わが国のカネ余りはまだ続いているようで、中小企業でもフランチャイズ加盟を考える会社は増え続けています。飲食や宿泊関連の企業は厳しいですが、輸出関連の会社には業績好調の企業が多く新規投資の対象として考えています。

 

 個人のオーナー希望者とは違って資金的に余裕はあります。その代わり確実に収益の上がるフランチャイズ本部探しというハードルは高いことになります。今、確実に黒字の見込める本部というと「ワークマン」「マクドナルド」「コメダ」あたりですか。

 

 ただこれら本部は現在がピークの状態にある本部です。新規事業は一種の投資ですから、既に成長の伸びきっている本部に投資をするのは賢明な判断ではありません。10年くらい前ですと、ワークマンも加盟希望者探しに苦労していました。

 

 5年ほど前なら、マクドナルドも閉店するオーナーが多く募集に苦労していました。投資するには最適なタイミングがあります。一方でTSUTAYA]のように、一時代前には確実に利益の上がる本部の代名詞でしたが、今は姿を消してしまいました。

 

 ビジネスの世界に絶対はありません。
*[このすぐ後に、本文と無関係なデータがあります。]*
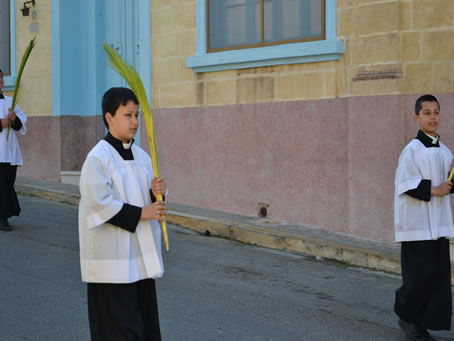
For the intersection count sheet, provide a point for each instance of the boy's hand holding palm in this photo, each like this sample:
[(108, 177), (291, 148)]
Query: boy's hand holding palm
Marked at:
[(157, 210)]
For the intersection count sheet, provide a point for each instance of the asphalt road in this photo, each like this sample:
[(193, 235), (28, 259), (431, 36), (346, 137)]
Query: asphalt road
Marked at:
[(213, 289)]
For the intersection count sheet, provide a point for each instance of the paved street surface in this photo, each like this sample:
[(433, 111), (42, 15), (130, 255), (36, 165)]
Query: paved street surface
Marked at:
[(213, 289)]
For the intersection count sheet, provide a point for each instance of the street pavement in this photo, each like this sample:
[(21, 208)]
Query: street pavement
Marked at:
[(213, 288)]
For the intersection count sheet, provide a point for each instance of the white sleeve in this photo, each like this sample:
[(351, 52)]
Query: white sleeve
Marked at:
[(23, 119), (98, 201)]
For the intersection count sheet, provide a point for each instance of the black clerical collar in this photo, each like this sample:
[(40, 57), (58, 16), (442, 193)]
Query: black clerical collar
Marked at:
[(426, 140), (126, 153)]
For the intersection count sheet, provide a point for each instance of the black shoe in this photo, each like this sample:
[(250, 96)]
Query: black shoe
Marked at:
[(414, 332), (426, 334), (4, 225)]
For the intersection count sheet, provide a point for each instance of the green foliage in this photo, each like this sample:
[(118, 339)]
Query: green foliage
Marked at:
[(25, 56)]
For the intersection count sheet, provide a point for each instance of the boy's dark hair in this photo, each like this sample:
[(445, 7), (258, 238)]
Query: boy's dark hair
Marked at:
[(113, 98), (422, 99)]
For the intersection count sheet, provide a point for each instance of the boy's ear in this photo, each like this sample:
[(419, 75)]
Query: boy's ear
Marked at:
[(109, 118)]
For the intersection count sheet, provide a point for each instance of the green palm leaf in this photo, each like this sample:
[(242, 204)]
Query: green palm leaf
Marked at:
[(25, 56), (130, 75)]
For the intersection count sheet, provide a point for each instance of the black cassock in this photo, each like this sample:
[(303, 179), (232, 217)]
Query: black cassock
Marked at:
[(9, 204)]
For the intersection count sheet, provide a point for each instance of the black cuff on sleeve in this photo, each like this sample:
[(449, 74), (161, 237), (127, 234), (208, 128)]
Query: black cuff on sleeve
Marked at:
[(422, 192), (153, 198), (128, 218), (17, 124)]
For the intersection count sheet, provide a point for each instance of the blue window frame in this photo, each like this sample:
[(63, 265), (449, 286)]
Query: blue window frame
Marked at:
[(293, 53)]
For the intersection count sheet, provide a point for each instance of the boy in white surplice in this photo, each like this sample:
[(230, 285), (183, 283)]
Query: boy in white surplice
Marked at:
[(120, 236), (423, 223), (10, 156)]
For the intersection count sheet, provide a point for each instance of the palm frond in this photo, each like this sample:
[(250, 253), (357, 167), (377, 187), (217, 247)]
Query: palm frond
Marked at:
[(25, 56), (131, 76)]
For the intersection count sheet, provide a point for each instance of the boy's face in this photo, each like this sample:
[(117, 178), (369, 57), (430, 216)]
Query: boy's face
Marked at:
[(125, 123), (429, 118)]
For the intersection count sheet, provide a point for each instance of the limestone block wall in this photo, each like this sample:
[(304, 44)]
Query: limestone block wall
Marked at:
[(396, 46), (391, 47)]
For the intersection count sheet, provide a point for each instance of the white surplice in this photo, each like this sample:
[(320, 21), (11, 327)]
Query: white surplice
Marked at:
[(110, 254), (417, 219), (9, 148)]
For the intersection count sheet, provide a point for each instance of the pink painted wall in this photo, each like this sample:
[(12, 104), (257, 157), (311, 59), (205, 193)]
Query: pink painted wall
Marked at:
[(327, 163), (55, 144)]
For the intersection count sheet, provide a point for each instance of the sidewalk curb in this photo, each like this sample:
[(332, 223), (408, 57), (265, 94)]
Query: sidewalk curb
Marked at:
[(283, 241), (255, 235)]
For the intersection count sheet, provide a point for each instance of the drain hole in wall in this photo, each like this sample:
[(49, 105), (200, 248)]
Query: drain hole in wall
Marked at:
[(263, 210)]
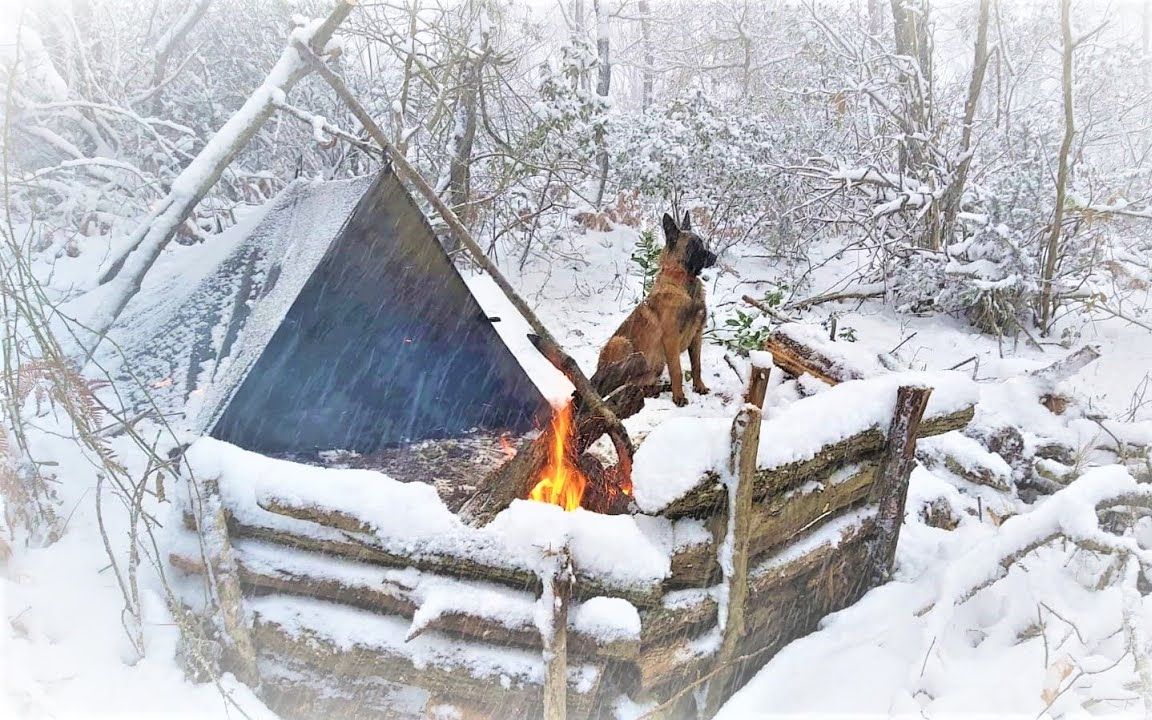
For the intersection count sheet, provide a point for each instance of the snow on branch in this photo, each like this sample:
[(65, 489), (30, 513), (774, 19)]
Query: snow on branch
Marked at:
[(1070, 514), (122, 279)]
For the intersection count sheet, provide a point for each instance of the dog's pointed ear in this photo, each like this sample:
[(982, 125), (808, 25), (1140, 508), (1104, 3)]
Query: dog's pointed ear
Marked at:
[(671, 232)]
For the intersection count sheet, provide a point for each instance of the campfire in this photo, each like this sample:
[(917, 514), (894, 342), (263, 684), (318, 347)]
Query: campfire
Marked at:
[(573, 483)]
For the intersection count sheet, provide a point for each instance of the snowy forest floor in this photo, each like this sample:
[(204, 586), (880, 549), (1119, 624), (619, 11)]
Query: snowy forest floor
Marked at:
[(1038, 643)]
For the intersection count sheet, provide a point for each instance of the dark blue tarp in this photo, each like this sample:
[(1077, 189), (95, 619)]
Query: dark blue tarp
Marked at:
[(383, 345)]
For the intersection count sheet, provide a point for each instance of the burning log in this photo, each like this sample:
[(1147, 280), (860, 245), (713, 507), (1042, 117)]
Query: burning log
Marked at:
[(796, 358), (505, 485), (550, 467)]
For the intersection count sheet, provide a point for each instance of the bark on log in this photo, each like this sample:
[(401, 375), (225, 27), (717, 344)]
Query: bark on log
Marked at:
[(891, 487), (212, 527), (364, 548), (1067, 366), (796, 360), (389, 598), (558, 591), (786, 600), (745, 432), (583, 389), (707, 498), (778, 520)]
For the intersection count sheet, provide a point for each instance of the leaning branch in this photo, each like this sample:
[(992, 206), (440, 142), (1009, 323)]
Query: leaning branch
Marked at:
[(584, 392)]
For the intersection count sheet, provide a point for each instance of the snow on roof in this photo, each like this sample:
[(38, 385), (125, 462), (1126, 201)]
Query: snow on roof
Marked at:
[(677, 454), (348, 628)]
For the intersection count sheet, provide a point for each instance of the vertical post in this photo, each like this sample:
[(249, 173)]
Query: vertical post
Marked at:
[(224, 575), (745, 442), (558, 590), (889, 491)]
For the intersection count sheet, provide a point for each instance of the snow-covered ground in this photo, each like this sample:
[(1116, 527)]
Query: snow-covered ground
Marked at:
[(1038, 642)]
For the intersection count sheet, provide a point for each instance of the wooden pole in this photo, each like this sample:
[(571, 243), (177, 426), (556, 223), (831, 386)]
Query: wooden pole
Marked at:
[(407, 172), (585, 394), (222, 571), (745, 444), (555, 646), (889, 491)]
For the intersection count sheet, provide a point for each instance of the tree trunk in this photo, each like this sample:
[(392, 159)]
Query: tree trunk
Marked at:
[(745, 444), (603, 84), (910, 29), (889, 491), (955, 194), (558, 590), (648, 70), (1052, 252), (463, 137), (124, 277)]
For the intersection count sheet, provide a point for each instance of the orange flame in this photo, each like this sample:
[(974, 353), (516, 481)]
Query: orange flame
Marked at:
[(562, 483)]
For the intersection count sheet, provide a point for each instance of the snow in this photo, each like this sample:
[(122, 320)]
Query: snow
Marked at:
[(854, 360), (679, 454), (347, 628), (409, 518), (675, 456)]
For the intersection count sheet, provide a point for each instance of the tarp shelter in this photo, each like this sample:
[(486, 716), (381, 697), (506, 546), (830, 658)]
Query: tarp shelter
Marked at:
[(336, 321)]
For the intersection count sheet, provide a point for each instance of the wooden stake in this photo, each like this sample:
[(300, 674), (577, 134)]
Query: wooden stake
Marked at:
[(224, 576), (745, 444), (584, 392), (889, 491), (555, 646)]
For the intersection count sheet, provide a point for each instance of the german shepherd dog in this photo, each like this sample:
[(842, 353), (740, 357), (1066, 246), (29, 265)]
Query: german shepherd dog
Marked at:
[(668, 321)]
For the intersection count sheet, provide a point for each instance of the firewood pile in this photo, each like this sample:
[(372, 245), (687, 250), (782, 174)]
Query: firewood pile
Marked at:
[(345, 593)]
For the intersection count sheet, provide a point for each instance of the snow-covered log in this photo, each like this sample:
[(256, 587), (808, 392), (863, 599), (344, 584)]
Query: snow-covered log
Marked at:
[(123, 277), (709, 495), (800, 348), (432, 604), (778, 520), (350, 645)]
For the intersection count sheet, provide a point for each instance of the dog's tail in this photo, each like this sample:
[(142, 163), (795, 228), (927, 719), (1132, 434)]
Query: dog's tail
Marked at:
[(614, 374)]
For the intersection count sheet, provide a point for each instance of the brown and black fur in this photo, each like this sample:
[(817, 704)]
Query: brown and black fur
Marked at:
[(669, 320)]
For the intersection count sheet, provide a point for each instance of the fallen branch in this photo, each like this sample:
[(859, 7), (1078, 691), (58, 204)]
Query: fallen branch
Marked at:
[(585, 394), (862, 293)]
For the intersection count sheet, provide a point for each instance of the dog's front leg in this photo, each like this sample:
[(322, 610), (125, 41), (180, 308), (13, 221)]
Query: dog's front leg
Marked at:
[(672, 356), (694, 356)]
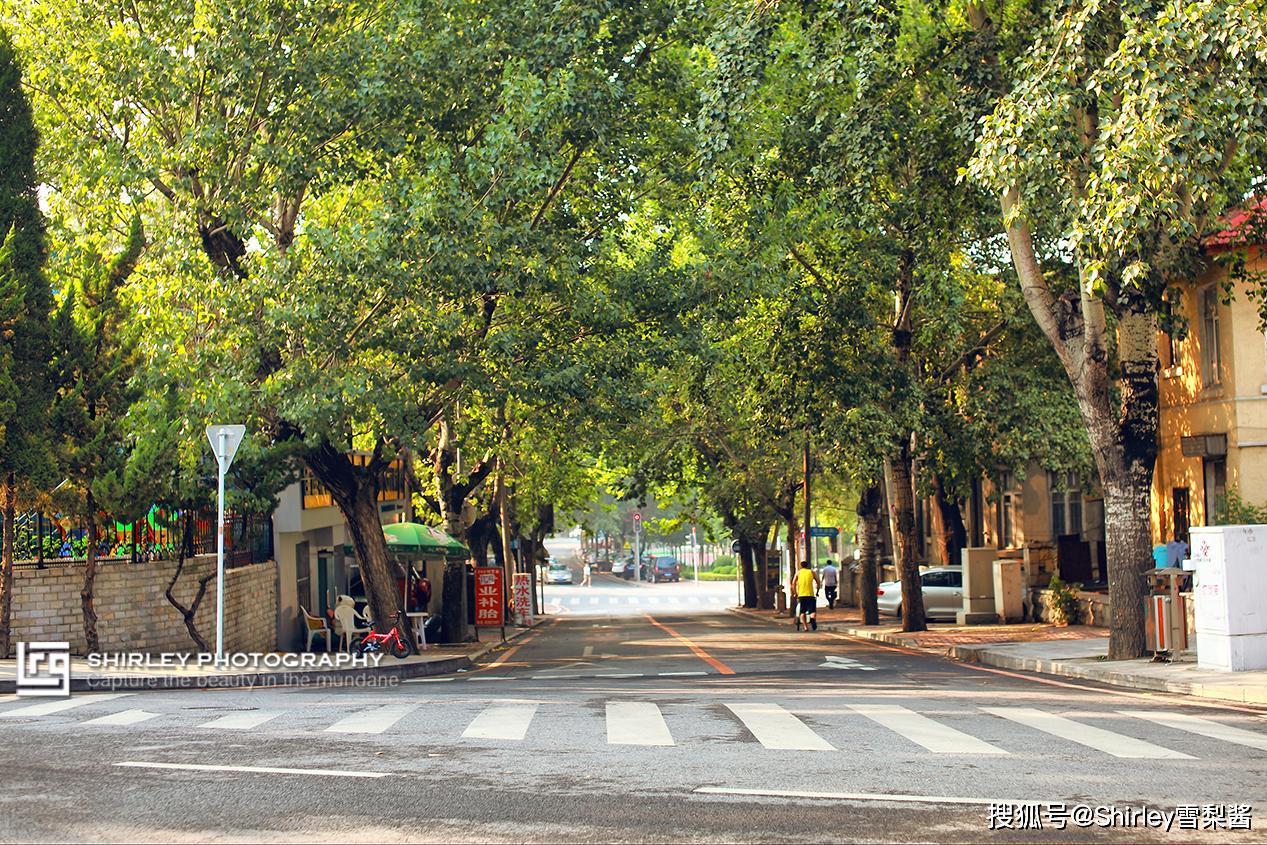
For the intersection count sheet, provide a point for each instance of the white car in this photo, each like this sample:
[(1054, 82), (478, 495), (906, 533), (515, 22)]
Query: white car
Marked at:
[(559, 574), (942, 588)]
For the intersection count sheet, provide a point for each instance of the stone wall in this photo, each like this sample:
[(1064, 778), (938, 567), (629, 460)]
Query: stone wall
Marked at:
[(133, 613)]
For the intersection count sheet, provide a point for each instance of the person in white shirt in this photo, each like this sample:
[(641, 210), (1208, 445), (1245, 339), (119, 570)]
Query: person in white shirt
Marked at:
[(830, 580)]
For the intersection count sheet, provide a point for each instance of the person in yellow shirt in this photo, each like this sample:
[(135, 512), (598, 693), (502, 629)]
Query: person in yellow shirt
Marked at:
[(807, 584)]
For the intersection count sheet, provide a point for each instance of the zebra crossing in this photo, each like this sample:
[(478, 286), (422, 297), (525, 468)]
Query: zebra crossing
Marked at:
[(773, 726)]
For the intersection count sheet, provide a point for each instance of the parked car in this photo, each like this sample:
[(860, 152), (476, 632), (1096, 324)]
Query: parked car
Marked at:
[(942, 588), (559, 574), (665, 569)]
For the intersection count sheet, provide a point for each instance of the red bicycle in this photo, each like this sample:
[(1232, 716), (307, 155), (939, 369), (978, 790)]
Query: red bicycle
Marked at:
[(393, 641)]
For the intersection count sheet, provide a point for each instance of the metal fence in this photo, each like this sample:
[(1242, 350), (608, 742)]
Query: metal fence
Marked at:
[(42, 540)]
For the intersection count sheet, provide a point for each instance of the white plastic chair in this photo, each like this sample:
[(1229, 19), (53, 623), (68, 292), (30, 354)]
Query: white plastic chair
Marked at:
[(345, 623), (316, 628)]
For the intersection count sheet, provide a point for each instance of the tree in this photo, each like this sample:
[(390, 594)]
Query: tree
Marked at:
[(347, 195), (24, 305), (95, 362), (1114, 141)]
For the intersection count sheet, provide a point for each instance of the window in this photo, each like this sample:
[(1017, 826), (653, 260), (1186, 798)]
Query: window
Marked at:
[(1009, 512), (1066, 492), (1211, 364), (936, 579)]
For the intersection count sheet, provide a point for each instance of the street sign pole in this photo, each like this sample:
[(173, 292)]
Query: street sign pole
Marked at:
[(224, 441)]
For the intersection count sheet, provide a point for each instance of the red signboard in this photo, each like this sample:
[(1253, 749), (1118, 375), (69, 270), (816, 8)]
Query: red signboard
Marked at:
[(489, 608)]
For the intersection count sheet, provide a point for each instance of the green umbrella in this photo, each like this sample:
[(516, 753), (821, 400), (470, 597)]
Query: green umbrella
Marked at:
[(412, 537)]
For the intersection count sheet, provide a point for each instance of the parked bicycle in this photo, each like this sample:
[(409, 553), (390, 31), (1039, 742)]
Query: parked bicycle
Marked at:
[(394, 641)]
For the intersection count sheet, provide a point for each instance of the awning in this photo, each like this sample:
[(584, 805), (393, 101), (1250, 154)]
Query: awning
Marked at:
[(417, 539)]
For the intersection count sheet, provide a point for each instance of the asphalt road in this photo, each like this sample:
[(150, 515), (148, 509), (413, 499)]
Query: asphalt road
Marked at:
[(649, 727)]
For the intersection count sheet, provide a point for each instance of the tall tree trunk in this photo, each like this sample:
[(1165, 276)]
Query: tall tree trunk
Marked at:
[(902, 503), (1129, 483), (952, 533), (869, 506), (93, 644), (356, 494), (10, 495)]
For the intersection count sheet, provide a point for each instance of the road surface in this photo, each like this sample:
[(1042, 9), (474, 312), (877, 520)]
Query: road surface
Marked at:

今絶好調な本部も次の展開ではどうなっているか分かりません。やはり自分でこの先の景気の行方を予想し、人の意見も参考にしながら判断するしかないのが事業経営者の役割です。

 

【ひと言】

 フランチャイズ本部探しで苦労している人の中には、「資金さえあったならよい本部が探せるのに」と悔やむ人がいます。本当にカネさえあったならフランチャイズは上手くいくのでしょうか。投資額が数千万円にも達する本部の場合、毎月の売上高も数千万円から数億円にも達しますから、それはそれでたいへんな苦労をします。事業は資金も重要ですが、やはり経営者の能力が最も重要です。